A wave tossed in the ocean.
A vapor in the wind.
Still You hear me when I'm calling.
Lord, You catch me when I'm falling.
And You've told me who I am.

I am Yours, I am Yours.

Who am I, that the eyes that see my sin
Would look on me with love and watch me rise again?

Who am I, that the voice that calmed the sea
Would call out through the rain
And calm the storm in me?

Whom shall I fear?
Whom shall I fear?
'Cause I am Yours, I am Yours.
~

gs is coming to an end. it has literally been an epic journey, and there are a thousand loose ends still to tie up on the last day. goodness only knows how i'm gonna do that. the next 3 months is going to be a whirlwind of delivering babiez, kinda looking forward to that. i mean part of why i came into med sch is to do all that cool stuff but in m4 we were posted to a place which had hardly any nvds -_- haha. also who knows if one day i really end up as a rural doctor (one of my childhood dreams.. along with doctors without borders and neurosurg), i may well need to know how to deliver babies. and also research and mugging for exams. 

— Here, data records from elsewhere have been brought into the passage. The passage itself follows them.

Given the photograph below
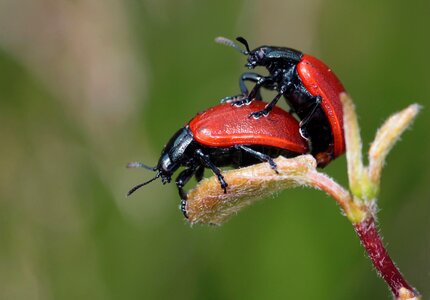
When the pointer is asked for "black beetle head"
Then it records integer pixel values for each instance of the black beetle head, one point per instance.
(170, 160)
(256, 57)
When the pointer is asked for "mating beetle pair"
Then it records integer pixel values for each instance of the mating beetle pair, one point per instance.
(225, 135)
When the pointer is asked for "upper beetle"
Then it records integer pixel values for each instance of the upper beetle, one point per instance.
(310, 87)
(225, 136)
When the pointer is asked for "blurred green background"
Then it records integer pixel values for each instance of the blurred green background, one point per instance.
(87, 86)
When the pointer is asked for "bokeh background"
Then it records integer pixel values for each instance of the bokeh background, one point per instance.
(87, 86)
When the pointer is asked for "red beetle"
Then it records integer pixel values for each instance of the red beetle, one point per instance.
(225, 136)
(311, 89)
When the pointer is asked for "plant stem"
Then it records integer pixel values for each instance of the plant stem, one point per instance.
(371, 241)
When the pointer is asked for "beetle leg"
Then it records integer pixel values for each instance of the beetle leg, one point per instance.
(261, 156)
(199, 173)
(181, 181)
(245, 97)
(208, 163)
(267, 109)
(316, 103)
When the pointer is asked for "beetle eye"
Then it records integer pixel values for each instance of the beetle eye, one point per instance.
(260, 54)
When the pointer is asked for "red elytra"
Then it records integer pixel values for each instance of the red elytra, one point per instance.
(226, 125)
(320, 80)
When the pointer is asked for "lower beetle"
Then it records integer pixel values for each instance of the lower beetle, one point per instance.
(224, 136)
(309, 86)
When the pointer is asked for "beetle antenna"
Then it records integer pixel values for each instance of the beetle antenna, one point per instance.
(136, 164)
(230, 43)
(135, 188)
(243, 41)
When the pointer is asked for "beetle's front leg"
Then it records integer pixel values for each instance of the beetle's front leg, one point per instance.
(269, 107)
(244, 98)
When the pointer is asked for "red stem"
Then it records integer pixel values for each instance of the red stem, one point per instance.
(386, 268)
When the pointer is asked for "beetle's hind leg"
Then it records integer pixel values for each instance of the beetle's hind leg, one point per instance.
(208, 163)
(260, 156)
(181, 181)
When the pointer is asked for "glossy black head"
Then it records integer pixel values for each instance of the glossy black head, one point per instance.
(172, 157)
(264, 55)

residency results is coming out anytime soon, i can safely say that i'm totally ok with getting in (duh) if God thinks i'm ready, if not i'm totally ok with getting more experience (my greatest fear is on the first day as a resident and people are like HUH HOW COME YOU DONT KNOW THIS. RESIDENT RIGHT?) and getting better at bld taking and LPs. and though i love little kids i dont mind a few extra months to spend exploring my childhood dreams of NEUROSURG as well and practicing intubating (in a controlled, planned manner). in short there are many advantages to one more year of experience& im secretly looking forward to bettering myself before plunging into the real thing (much as i love it). i'm not really one who loves to plunge into things unprepared & the gold-rush attitude of m5 has long, long passed. if anything HOship has made me thoroughly aware of the basic importance of surviving each day, as well of the importance of first impressions & doing what you do well. ie, there's no point going early into something and sucking thoroughly at it. (that's colored by gs though hahaah. just sayin') that said there are many times in life where you do things you arent prepared to do like the first time i offed drains/ CVP/PICC i was terrified but no choice right, someone has to do it and that's the ho. i remember misa and i followed kj to take out our first drain HAHA. that first hpb posting was really such a ball. 

the gs hos have made the past 3 mths really fun i must say. the breast and vascular friday night TGIF dinner was tops too wahaha. 

here i go tacklin my massive to do list.